Spotlight on Paul Auster

Spotlight on Paul Auster -- The eerie author of ''The Brooklyn Follies'' talks about his coincident-laden writing

Many years ago, Paul Auster’s sister-in-law was teaching English in Taipei when she struck up a conversation with another young American woman. These two soon discovered that they both had sisters who lived on the same floor of the same building on the same street back in New York City. This is a true story hinging on an incredible coincidence, and Auster’s got dozens more of them, enough to have already filled a slim, eerie 2002 nonfiction volume called The Red Notebook. In his fiction, too, Auster is fascinated by odd flukes and spooky acts of chance. In the opening of his latest, a warm and fast-paced novel called The Brooklyn Follies (Holt, $24), a 59-year-old man named Nathan, who’s just moved to Brooklyn seeking (as he puts it in the first sentence) ”a quiet place to die,” stumbles across his estranged but beloved nephew, Tom, in a bookstore. This random twist of fate is important: The encounter leads Nathan to engage in life again.

When I meet Auster at his four-story brownstone in Brooklyn’s Park Slope neighborhood, I’m hoping that something small along these lines — haphazard, Twilight Zone-y, or appropriately Austerian and coincidental — might occur. Other journalists have gotten that lucky. ”I did an interview with somebody from England not so long ago,” says Auster, 58, gearing up to tell another unusual, real-life tale. ”We were going to have lunch together, the journalist and I, and we went out, and we get to the corner. Suddenly, someone rushes up to me and pulls a book out of a bag, and it was one of my books, and he said, ‘I just bought this”’ — the receipt was in the bag for proof — ”’and here you are! Please sign it for me.’ So I signed it for him on the street. And the journalist was very amused, so I said, ‘I didn’t pay him to do this. This was just an accident.”’

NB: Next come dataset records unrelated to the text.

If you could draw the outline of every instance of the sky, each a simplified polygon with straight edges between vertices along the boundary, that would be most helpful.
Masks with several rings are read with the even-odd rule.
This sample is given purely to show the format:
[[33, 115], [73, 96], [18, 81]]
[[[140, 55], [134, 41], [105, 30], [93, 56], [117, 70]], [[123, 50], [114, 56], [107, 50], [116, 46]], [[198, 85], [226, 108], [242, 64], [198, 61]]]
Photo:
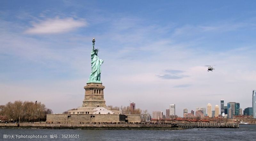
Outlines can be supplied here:
[[[254, 1], [0, 1], [0, 105], [81, 107], [92, 40], [107, 105], [165, 114], [211, 103], [252, 107]], [[204, 65], [216, 65], [208, 72]]]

”Weird things,” he concludes, ”are happening to me all the time.” When Auster was 14 and at summer camp, a boy two or three feet away from him was struck by lightning and killed. Another few inches, ”and I wouldn’t be here talking to you,” says Auster, a thin man with mysterious eyes, a silent-film star’s sharp profile, and an addiction to dark Schimmelpenninck cigarillos (he smokes 12 to 20 a day). ”It helped shape the way I look at the world. The unexpected is around us at any moment, and contingency plays such a large part in whether we’re alive or dead.” Many of his novels — including his 1990 masterpiece, The Music of Chance — fall in line with this somewhat bleak worldview. The Brooklyn Follies is something of a departure, he admits, in that ”the tone is somewhat jocular, yes.” Auster says he’s always wanted to write a comic novel.

Of Auster’s previous work, Follies most closely resembles the screenplay he wrote for the 1995 film Smoke. Both projects are nimble mash notes to Brooklyn, the New Jersey native’s home since 1980. ”I like the rough and tumble atmosphere of the streets, this kind of wise-guy swagger in Brooklyn,” he says. ”I like the tremendous diversity. I like listening to people talk. I like watching them argue,” he adds, laughing softly. ”I like the amazing, funny things people say.” And Brooklyn likes him, too. Recently, the borough’s president, Marty Markowitz, declared an official Paul Auster Day for 2006. ”He’s a true Brooklyn character and that’s why I’m naming a day for him,” explains Markowitz. ”When you meet him you know he’s a Brooklyn character. He’s got this Brooklyn spirit and Brooklyn attitude.”